This is a revised version of an earlier article posted on AnalyticBridge.
Hidden decision trees (HDT) is a technique patented by Dr. Granville, to score large volumes of transaction data. It blends robust logistic regression with hundreds small decision trees (each one representing for instance a specific type of fraudulent transaction) and offers significant advantages over both logistic regression and decision trees: robustness, ease of interpretation, and no tree pruning, no node splitting criteria. It makes this methodology powerful and easy to implement even for someone with no statistical background.
Hidden Decision Trees is a statistical and data mining methodology (just like logistic regression, SVM, neural networks or decision trees) to handle problems with large amounts of data, non-linearity and strongly correlated independent variables.
The technique is easy to implement in any programming language. It is more robust than decision trees or logistic regression, and helps detect natural final nodes. Implementations typically rely heavily on large, granular hash tables.
No decision tree is actually built (thus the name hidden decision trees), but the final output of a hidden decision tree procedure consists of a few hundred nodes from multiple non-overlapping small decision trees. Each of these parent (invisible) decision trees corresponds e.g. to a particular type of fraud, in fraud detection models. Interpretation is straightforward, in contrast with traditional decision trees.
The methodology was first invented in the context of credit card fraud detection, back in 2003. It is not implemented in any statistical package at this time. Frequently, hidden decision trees are combined with logistic regression in an hybrid scoring algorithm, where 80% of the transactions are scored via hidden decision trees, while the remaining 20% are scored using a compatible logistic regression type of scoring.

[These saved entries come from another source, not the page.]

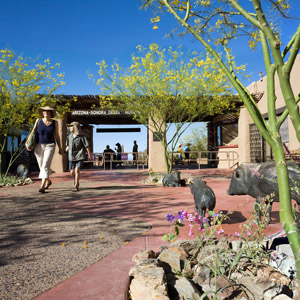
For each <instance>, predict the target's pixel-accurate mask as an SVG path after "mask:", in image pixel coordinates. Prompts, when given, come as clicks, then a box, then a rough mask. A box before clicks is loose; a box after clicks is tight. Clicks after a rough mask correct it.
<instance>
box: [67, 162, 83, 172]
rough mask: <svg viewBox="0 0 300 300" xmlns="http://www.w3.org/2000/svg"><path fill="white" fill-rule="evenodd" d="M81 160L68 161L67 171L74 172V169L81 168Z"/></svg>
mask: <svg viewBox="0 0 300 300" xmlns="http://www.w3.org/2000/svg"><path fill="white" fill-rule="evenodd" d="M82 166H83V160H69V170H70V171H71V170H75V168H79V169H80V168H82Z"/></svg>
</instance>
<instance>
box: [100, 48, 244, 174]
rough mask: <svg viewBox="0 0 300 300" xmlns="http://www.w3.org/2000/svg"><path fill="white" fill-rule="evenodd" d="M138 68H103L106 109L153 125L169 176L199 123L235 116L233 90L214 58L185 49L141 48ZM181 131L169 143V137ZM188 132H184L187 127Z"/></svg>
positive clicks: (234, 103)
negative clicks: (171, 131) (187, 134)
mask: <svg viewBox="0 0 300 300" xmlns="http://www.w3.org/2000/svg"><path fill="white" fill-rule="evenodd" d="M137 49H138V53H137V54H134V55H133V56H132V64H131V66H130V67H129V68H127V69H123V68H121V67H120V66H119V65H118V64H117V63H115V64H113V65H112V66H111V71H109V70H108V67H107V65H106V63H105V61H102V62H101V63H99V75H100V79H99V80H98V84H99V85H100V86H101V94H102V95H109V96H101V101H100V105H101V107H103V108H111V109H114V110H119V111H127V112H130V113H132V114H133V118H134V119H136V120H137V121H138V122H139V123H140V124H151V126H149V129H150V130H152V131H153V132H155V133H160V134H157V135H156V136H157V137H158V138H159V140H160V142H161V143H162V145H163V149H164V156H165V161H166V165H167V171H168V172H171V171H172V159H173V158H172V155H169V154H168V153H173V152H174V150H175V147H176V144H177V142H178V139H179V138H180V136H181V134H182V133H183V132H184V131H185V130H186V129H187V128H188V126H189V125H188V124H190V122H192V121H194V120H196V119H197V118H199V117H205V116H207V115H213V114H216V113H222V112H223V111H224V110H226V111H230V110H234V106H235V103H236V99H235V97H233V96H232V86H231V84H230V83H229V84H228V81H227V80H226V77H225V76H224V75H223V73H222V72H220V71H219V68H218V66H217V63H216V62H215V61H214V60H212V59H211V56H210V55H205V56H203V55H198V54H197V53H195V52H194V53H192V54H191V55H184V53H183V52H182V51H181V49H180V48H178V49H176V50H173V49H172V48H169V49H167V50H166V49H161V48H160V47H159V46H158V45H157V44H151V45H150V46H149V47H148V48H144V47H142V46H138V47H137ZM242 68H243V67H242ZM171 124H175V126H176V131H175V133H174V135H173V136H171V137H169V139H168V140H167V134H166V133H167V132H168V130H169V128H170V126H171ZM185 124H186V125H187V126H184V125H185Z"/></svg>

Hidden decision trees take advantage of the structure of large multivariate features typically observed when scoring a large number of transactions, e.g. for fraud detection. The technique is not connected with hidden Markov fields.
The model presented here is used in the context of click scoring. The purpose is to create predictive scores, where score = f(response), that is, score is a function of the response. The response is sometimes referred to as the dependent variable in statistical and predictive models.